Best Tribute to the Gangrape victim: Let us all become parents to the city and its women
Sometimes in the face of extreme adversity comes extreme courage.
When I read about the girl in Delhi who was the victim of gangrape and what she is going through as well as her love of life and strength to fight back despite of what she has left with her of her life – psychologically, mentally, and physically – I have nothing much utmost admiration and love for her.
As per the police, she was very forthcoming about giving her statement to the DCP Chhaya Sharma as well as to the Magistrate. She is breathing on her, without the ventilator, so soon after her operations.
This is despite the inhumanely brutal rape by those 6 guys in a moving bus and later the impact of that on her body. Those animals had inserted an iron rod in her and the force of taking it out was so much that the intestines also came out along with it. So damaged were the intestines, that they had to be taken out completely. Now, she will have to live her life with no intestines, which is a very damning state to be in. For her entire life now she will not be able to eat anything.. she can only take intravenous food that doesn’t need digestion.
This is what happened right after the incident as she stumbled upto a PCR in a battered body but alert mind.
“Please don’t tell my parents,” she had begged after three Delhi Police personnel came to her rescue. The PCR had to wail its siren incessantly to be able to steer through the throng of onlookers staring at her ruthlessly assaulted body. As dozens of men merely looked on, her battered body was covered in a green sheet by her 28-year-old friend and the police officials.
“While her friend was able to limp onto the PCR, the woman had to be carried and carefully put inside. She asked them not to tell her parents about what had happened to her, spitting blood every time she moved her mouth,” said an officer. The PCR staff, struggling to come to terms with the sight before them had to muster courage, a source claimed, to look her in the eye and give her a false reassurance before she fainted. She was told she needn’t worry and they would tell her parents she had been in a very bad road accident.
Minutes later, an officer said, the vehicle pulled into the Safdarjung Hospital and the victim was conscious as soon as she was laid on her bed. “I’m a physiotherapist,” she the doctor. “I’ve done a four-year course and I’m interning at a hospital, too,” she had said before fainting again, claimed the PCR personnel. (link)
We are seeing the scenes of so many people out there in Delhi protesting at Jantar Mantar and Raisina Hills so enthusiastically. But I wonder if such an incident happened in front of any of them, would they still be onlookers as so many men were when this girl stumbled upto the police van.
The problem with our society is that it keeps looking on in times of extreme situations that others are facing. The community feeling, where someone else’s kid is as precious as my kid is just lost. I was struck by how the Newtown community has come together to join hands and support the parents who have lost their kids. How those kids now belong to everyone in the community.
This girl – and all those in Delhi – should be adopted by the communities throughout Delhi as their own daughters.

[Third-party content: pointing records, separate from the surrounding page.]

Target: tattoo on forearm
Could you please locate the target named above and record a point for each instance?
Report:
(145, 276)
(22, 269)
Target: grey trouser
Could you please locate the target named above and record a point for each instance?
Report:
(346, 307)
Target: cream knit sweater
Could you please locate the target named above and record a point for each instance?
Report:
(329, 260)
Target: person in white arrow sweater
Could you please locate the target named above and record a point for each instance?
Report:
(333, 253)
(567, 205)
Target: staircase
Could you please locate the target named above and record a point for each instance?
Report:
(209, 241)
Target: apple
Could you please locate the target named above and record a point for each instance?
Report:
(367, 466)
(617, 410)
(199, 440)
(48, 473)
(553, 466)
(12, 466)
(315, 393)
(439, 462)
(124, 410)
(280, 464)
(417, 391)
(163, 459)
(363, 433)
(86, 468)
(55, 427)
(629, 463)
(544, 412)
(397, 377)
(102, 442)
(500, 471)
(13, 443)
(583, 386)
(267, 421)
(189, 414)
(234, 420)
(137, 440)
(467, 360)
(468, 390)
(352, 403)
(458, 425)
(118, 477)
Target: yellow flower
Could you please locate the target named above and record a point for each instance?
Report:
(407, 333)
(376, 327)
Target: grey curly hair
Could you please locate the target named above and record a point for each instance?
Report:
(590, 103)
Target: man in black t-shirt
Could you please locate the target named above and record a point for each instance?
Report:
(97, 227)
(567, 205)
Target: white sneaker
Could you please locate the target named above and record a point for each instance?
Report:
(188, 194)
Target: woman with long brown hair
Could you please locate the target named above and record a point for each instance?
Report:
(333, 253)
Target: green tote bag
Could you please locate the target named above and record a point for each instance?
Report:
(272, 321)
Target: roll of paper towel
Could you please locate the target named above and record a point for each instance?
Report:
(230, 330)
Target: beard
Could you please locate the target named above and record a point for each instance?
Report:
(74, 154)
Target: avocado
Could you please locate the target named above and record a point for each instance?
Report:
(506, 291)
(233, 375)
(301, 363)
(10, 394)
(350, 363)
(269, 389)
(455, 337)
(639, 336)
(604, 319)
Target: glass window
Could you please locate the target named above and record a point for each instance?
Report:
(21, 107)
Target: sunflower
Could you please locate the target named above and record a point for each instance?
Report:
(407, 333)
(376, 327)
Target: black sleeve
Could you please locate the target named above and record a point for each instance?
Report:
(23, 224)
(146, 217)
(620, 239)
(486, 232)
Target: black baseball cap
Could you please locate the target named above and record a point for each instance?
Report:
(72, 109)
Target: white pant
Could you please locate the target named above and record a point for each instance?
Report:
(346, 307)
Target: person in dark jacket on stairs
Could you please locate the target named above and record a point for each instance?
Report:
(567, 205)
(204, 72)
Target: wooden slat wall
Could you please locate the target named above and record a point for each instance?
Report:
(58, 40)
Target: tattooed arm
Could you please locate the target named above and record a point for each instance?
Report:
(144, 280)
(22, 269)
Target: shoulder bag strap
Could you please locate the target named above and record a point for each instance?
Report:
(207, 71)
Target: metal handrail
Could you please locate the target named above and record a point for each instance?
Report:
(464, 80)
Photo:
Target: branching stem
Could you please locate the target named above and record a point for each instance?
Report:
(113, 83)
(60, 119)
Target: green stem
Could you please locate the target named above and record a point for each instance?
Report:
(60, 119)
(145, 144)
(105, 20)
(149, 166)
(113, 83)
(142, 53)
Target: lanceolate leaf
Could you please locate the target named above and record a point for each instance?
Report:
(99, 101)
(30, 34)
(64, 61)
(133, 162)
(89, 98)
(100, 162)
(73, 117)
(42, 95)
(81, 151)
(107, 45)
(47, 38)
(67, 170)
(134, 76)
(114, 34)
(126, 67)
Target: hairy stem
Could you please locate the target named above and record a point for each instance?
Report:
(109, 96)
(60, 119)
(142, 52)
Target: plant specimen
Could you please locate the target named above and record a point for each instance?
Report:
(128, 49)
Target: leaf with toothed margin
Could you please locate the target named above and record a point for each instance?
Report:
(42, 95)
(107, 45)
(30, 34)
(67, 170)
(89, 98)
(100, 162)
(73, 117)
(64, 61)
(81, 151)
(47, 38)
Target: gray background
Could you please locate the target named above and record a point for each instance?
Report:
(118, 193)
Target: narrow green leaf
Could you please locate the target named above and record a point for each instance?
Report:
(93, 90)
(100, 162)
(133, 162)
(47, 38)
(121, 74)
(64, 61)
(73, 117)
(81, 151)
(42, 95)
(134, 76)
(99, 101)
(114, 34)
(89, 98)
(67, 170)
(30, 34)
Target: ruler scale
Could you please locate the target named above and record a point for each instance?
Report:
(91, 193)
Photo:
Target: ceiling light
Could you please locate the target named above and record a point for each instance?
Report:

As precious and as vulnerable. The vigil and the concern they would have for their own daughter should be extended to others’ daughters as well. Only when there is large, voluntary and mutual community feeling of love and concern.. when we are a parent to the whole city, will Delhi have a chance to bring up normal women.
This girl didn’t have to go through such hell, which she is somehow, with her courage and grace converting into a blessing for herself and countless others as she shakes the conscience of a nation single-handedly. But her work, her fight and her pain will go in vain, if at the end of her ordeal, her trauma doesn’t make all of us into community parents. Make us be parents to the city.